Thursday, May 12, 2005

Tell me the problem, not your solution

My job revolves around giving customers what they need, NOT what they ask for. Most of them are f**kwits that can barely think without setting off the smoke alarms. How the hell they get employed is beyond me.

Typically, I'll get a request to procure/test/install a new piece of software. Upwards of 90% of the time this kit is not needed. It's something they've seen on the TV, in a magazine or a friend's recommendation and they've invented a reason to get it. Often this thing has been written by a tiny software house, support is non-existent and there's no comeback when it won't interface with the rest of the organisation's portfolio.

So now I have to waste my time trying to convince them that they're pet piece of crap IS a piece of crap.

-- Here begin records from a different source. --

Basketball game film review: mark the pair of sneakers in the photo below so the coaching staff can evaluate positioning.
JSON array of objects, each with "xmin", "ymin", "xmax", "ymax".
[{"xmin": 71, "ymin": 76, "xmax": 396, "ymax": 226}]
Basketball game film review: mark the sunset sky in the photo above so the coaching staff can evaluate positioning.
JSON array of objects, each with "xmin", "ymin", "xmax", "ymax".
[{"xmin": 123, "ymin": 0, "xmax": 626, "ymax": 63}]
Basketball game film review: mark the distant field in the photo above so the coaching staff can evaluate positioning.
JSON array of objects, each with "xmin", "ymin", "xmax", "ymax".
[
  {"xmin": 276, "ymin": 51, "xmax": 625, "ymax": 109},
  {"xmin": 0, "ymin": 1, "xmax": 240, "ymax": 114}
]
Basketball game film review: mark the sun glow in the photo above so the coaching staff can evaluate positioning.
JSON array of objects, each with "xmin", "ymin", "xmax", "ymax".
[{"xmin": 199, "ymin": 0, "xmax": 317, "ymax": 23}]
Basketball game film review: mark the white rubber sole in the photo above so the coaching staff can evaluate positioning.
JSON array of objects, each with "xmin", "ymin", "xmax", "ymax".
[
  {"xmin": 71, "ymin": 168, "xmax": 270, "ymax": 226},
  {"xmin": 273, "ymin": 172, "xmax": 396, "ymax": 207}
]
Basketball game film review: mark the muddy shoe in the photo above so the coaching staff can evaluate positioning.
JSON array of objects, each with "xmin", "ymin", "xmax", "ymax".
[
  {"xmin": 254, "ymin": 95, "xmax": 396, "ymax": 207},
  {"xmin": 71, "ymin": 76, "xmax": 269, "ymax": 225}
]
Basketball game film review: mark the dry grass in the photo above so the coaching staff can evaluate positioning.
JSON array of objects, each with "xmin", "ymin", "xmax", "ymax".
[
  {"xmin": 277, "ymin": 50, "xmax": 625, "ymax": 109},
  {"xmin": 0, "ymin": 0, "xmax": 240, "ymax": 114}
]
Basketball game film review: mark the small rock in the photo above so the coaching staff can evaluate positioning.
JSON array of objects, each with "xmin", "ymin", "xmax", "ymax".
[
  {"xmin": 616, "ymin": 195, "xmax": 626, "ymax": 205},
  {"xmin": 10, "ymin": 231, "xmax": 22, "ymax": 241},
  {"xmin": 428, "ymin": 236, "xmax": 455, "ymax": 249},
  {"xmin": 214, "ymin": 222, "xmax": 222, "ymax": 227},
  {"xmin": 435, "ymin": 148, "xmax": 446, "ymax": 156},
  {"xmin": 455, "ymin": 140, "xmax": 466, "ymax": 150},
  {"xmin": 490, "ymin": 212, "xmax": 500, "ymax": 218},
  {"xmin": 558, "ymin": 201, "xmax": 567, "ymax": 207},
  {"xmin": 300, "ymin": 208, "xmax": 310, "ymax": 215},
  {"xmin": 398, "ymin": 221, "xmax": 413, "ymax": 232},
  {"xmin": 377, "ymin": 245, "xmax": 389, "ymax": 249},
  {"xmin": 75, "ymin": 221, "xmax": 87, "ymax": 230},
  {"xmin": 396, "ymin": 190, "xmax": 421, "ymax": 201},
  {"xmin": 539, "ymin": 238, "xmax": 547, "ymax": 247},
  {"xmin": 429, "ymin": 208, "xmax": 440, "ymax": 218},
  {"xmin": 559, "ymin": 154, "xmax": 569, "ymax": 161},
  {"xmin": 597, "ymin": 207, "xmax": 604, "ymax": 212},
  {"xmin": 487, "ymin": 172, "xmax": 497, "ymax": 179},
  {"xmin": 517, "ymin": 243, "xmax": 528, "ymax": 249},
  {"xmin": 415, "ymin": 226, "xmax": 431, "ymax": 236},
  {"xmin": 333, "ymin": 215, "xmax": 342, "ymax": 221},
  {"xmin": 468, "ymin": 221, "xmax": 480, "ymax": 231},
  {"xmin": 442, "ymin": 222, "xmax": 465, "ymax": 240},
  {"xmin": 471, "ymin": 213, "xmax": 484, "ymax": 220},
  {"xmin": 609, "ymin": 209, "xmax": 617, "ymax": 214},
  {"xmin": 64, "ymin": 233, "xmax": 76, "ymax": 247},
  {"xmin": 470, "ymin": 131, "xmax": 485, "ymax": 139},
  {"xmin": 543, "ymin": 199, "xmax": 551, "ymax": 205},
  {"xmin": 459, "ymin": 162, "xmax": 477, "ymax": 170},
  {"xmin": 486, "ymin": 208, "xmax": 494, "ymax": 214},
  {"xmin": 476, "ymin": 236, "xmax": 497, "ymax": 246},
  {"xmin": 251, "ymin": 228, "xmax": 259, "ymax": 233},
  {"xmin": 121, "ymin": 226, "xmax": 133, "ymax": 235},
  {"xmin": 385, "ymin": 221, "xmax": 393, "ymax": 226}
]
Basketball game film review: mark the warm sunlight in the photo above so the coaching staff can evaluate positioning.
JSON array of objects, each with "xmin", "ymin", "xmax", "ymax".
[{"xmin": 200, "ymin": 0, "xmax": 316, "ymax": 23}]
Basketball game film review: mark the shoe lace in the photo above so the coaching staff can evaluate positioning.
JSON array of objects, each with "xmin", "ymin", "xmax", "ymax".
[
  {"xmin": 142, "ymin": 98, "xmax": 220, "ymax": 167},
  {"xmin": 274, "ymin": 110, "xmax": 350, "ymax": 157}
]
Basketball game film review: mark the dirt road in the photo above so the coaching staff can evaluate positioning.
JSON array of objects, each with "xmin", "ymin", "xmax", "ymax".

They get defensive and put up barriers to common-sense: "My brother uses this all the time and he's never had any problems."

"Yeah? Well, your brother's IT experience was picked up during a summer job in PC World. I've been doing this for over a decade. My experience is based on years of multi-site, multi-office linkages spread over numerous separate domains encompassing the problems of security, load balancing and redundancy. I've installed and supported literally hundreds of different pieces of software and thousands of PCs and servers.

Your brother setup a home network of three PCs using wifi and was hacked within 30 minutes."

Of course, I can't offload on the customer like this. I have to let them learn for themselves.

"Hi, look I've found this great package that will save me a LOT of time. I must have it before the end of the week. It can fly backwards and whistle Dixie whilst earning a fortune on the stock market. I've ordered it and it only cost £5000, what a bargain." Blah, blah, f**ing blah.

"Ok. So what is it you want to achieve with this thing?" Yawn.

"I need to ensure all my Word documents have the company logo at the top of every page." I'm too important to turn up for my training.

"Oh well you can already do that with Word. Let me show you how, it'll take 30 seconds. How much did you say that software was?" As Frank Grimes said to Homer Simpson: If this were any other country, you'd have starved to death long ago.